Ich bitte Sie freundlichst, alles in Ihrer Möglichkeit Stehende zu tun, dass in Europa und hier in Hessen die Bereitschaft zur Aufnahme solcher Flüchtlinge gesteigert wird und dass sichtbar und spürbar geholfen werden kann.
Ich bitte Sie um entsprechende Information bzw. Antwort.
Mit freundlichen Grüßen,
Konrad Elsässer
Sehr geehrter Herr Elsässer,
zunächst einmal möchte ich mich für Ihre Anfrage und Ihr Engagement recht herzlich bedanken. Es gehen immer wieder Bilder von überfüllten Flüchtlingsbooten vor Europas Küsten durch die Medien. Der Umgang mit den Flüchtlingen sowie die Abschiebungen beispielsweise nach Libyen empören auch mich. Wir Sozialdemokratinnen und Sozialdemokraten im Europäischen Parlament vertreten die Ansicht, dass alle Mitgliedstaaten der EU ihren Beitrag zur Behebung dieser Problematik leisten sollten. Wir brauchen einen solidarischen Lastenausgleich. Insbesondere die Mitgliedstaaten an den Außengrenzen, die für einen Großteil der Flüchtlinge die erste Anlaufstelle sind, benötigen Hilfe bei deren Aufnahme und Unterbringung und bei der Bearbeitung der Asylanträge.

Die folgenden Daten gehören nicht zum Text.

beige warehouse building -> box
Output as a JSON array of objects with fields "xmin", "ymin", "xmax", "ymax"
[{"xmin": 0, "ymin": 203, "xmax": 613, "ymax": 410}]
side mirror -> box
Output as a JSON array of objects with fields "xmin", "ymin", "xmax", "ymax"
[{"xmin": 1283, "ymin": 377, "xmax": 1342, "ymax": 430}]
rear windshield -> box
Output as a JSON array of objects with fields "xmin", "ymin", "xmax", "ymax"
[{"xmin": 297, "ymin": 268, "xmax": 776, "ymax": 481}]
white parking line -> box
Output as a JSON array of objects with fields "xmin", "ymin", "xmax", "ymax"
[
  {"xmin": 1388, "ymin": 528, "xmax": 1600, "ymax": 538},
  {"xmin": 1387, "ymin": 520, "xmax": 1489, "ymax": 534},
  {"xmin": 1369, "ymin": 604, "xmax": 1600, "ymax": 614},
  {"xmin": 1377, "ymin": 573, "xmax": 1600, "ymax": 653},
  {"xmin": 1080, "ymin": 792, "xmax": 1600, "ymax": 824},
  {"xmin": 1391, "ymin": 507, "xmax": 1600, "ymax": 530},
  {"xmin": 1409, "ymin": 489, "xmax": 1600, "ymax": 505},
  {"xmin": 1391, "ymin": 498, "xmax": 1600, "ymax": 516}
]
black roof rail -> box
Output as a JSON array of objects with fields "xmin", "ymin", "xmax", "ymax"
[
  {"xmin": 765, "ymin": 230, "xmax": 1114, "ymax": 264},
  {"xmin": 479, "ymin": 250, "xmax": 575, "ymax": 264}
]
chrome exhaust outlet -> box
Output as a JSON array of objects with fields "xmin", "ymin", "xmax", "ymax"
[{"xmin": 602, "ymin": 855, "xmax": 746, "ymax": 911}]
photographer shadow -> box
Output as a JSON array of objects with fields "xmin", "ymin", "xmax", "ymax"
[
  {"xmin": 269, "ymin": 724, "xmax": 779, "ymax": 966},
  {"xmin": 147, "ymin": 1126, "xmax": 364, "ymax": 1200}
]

Erste Schritte sind bereits getan - so zum Beispiel der im September 2000 eingerichtete Flüchtlingsfonds, der unter anderem zu einer ausgewogeneren Verteilung der finanziellen Belastungen zwischen den Mitgliedstaaten beiträgt, oder die 2003 in Kraft getretene Dublin-II-Verordnung, in der die 27 EU-Mitgliedstaaten auf freiwilliger Basis vereinbarten, Flüchtlinge aufzunehmen. Doch weitere Maßnahmen müssen folgen und die getroffenen Vereinbarungen müssen verbindlich werden, um einen tatsächlich solidarischen Lastenausgleich zu erreichen. Eine Flüchtlingspolitik, die auf Abschottung zielt und keinerlei gemeinsame Perspektiven kennt, lehnen wir als Sozialdemokratinnen und Sozialdemokraten entschieden ab.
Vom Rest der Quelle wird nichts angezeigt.